Figure 2: Stratifying cancer therapy with molecular profiling and informatic workflows., accessed January 26, 2020.

New Approaches Needed

Currently, if a researcher wants to utilize NGS data, there are two primary options: either the computational infrastructure and analytic solutions are developed internally or the analysis is outsourced to a third party vendor. On one hand, developing infrastructure and analytics internally is expensive, time consuming, requires specialized talent, and is not guaranteed to succeed. Internal solutions may also require ongoing software developer and engineering support to ensure solutions remain performant, secure and updated. On the other hand, if researchers outsource their analytic solutions, they lose control of the analysis methods and the timelines required to complete the job. Outsourced solutions are completely dependent on the outsourcing company’s bandwidth and often turnaround times exceed multiple weeks. Additionally, a premium is placed on outsourced analytic services driving up price because there is limited competition in the space. Neither of today’s solutions democratizes access to the data and analytics in a way that can be leveraged industry-wide.

A new solution is needed and should take the form of a platform that spontaneously provisions and configures the necessary infrastructure. Ideally it would serve up solutions to users in a UI designed to be used by both informatics specialists and working biologists. Further, this on-demand infrastructure should be task optimized, reproducibly designed, and user-controlled. It’s a new model to put the power and control in the hands of the masses so ‘personalized medicine’ can be realized and not depend on a handful of specialists that are already overwhelmed.

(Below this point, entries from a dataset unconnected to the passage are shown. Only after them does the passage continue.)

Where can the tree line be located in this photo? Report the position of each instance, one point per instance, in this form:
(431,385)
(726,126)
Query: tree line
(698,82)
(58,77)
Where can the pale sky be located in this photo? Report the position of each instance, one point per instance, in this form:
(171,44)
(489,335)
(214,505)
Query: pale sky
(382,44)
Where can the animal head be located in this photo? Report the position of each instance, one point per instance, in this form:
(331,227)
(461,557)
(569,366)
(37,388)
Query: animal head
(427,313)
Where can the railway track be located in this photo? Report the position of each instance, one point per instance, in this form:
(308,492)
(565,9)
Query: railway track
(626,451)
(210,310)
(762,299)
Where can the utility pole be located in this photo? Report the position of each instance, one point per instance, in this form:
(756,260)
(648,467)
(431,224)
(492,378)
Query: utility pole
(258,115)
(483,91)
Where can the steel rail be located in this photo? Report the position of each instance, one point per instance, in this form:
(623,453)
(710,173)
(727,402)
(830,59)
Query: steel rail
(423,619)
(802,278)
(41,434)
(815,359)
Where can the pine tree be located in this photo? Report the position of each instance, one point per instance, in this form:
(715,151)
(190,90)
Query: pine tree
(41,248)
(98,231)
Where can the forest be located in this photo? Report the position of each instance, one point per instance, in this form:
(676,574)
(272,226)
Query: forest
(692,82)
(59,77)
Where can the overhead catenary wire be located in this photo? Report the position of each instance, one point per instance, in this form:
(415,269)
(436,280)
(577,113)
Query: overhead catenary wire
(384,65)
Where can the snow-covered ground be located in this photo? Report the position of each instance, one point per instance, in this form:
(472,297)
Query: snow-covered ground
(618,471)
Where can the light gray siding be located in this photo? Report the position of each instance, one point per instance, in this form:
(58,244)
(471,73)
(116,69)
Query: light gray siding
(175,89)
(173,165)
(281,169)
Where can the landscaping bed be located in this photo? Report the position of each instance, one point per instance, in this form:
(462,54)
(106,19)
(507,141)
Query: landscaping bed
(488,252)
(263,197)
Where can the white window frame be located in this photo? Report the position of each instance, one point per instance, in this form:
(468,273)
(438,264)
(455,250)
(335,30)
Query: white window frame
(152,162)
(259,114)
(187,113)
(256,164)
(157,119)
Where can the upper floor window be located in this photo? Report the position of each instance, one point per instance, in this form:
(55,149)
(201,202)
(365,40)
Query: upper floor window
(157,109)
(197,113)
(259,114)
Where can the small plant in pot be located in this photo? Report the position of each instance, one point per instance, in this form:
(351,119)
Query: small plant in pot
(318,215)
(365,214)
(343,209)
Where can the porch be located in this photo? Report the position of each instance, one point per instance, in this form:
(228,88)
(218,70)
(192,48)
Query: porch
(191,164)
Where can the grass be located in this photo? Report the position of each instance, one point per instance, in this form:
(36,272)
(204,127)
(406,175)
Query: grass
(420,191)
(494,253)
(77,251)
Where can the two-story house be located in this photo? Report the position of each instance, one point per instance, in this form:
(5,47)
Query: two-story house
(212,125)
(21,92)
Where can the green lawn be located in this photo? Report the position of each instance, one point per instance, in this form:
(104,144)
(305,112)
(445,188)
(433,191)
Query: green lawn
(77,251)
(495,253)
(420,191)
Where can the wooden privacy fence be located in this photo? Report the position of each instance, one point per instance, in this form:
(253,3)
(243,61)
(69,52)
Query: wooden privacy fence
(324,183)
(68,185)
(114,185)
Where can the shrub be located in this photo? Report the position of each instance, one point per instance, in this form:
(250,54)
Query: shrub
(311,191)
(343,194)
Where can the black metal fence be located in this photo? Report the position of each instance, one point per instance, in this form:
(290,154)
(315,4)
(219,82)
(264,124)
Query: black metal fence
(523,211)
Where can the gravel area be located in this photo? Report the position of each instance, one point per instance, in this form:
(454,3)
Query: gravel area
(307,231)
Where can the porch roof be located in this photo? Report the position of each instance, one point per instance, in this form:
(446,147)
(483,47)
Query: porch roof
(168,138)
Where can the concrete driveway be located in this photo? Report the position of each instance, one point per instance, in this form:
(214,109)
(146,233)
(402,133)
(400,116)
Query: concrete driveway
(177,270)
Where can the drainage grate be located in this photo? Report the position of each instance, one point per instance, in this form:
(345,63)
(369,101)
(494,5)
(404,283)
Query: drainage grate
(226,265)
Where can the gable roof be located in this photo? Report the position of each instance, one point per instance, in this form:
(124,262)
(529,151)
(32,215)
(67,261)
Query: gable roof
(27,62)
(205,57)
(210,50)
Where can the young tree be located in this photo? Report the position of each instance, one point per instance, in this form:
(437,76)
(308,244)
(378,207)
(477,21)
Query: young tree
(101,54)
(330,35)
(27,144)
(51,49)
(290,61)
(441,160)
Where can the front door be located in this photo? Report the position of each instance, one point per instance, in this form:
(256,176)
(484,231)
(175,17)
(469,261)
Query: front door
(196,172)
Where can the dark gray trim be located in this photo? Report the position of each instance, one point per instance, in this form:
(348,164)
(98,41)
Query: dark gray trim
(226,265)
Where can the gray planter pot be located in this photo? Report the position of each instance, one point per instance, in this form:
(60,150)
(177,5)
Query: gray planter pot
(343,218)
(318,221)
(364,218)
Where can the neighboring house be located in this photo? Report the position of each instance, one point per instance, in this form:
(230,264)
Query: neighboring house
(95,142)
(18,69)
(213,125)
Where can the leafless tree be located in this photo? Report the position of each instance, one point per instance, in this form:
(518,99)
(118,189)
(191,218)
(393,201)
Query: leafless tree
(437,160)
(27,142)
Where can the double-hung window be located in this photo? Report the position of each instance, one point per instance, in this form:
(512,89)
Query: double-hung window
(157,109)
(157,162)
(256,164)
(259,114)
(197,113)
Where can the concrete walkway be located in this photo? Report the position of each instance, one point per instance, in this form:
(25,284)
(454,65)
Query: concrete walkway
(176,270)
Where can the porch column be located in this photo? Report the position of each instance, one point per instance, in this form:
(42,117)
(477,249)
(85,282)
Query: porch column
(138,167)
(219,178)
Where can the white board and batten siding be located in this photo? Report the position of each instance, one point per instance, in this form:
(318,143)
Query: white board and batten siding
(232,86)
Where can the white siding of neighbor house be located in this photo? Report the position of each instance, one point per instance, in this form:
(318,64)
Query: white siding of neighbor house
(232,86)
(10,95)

A Computational Framework for Analytic Standardization

A computational infrastructure built for broad life sciences data analysis must reliably handle the comparison between varied approaches and enable the development of standards. This is particularly important given that rapid pace of technology development. Without extensible infrastructure that can handle diverse workflows, identify best solutions, and standardize each step for larger teams, researchers are just laying down ground fire over and over, never locking onto an intended target.

The Catalytic Enterprise Platform was built to address these exact problems. Research data is easily connected through data lakes or popular ECM solutions so that exposure to analytics services happens with a few simple clicks. Comprehensive bioinformatic workflows from raw data ingestion to report generation, including figures and tables, are developed and published with an easy to navigate user-interface designed to be executed by specialists and generalists alike. The Catalytic scientific team continuously measures and benchmarks novel analytic solutions to help researchers make more informed decisions about data analysis choices. Data analysis pipelines on the Catalytic Platform are designed for easy customization and will accommodate specialized cases. Parameter settings and filter options for each workflow can be exposed to the specialist enabling granular tuning of the pipeline. Once pipeline settings are established by a specialist or by Catalytic’s Data Science team, the customized workflows can be locked and shared with team members and collaborators. Importantly, all bioinformatic solutions on the Catalytic Platform are optimized for efficiency, parallelized for scale and secured for privacy. The result is that not only can the masses execute NGS data analysis projects, but they can do so confidently and at a scale that will accelerate our progress toward a personalized medicine future.

As the industry capitalizes on Big Data for health therapeutic and life science applications, Catalytic is here to provide standardized and validated analytic solutions. Our team of computational biologists, data scientists and software development engineers have built a new type of computational infrastructure that is controlled by the very researchers that are tasked with data analysis workflows. Our team is available to help compare available bioinformatic solutions, discuss best practices and assist every step of the way until all researchers are running customized workflows on the Catalytic Platform. Our mission is to remove the analytic bottlenecks that currently restrict democratized use of NGS technology.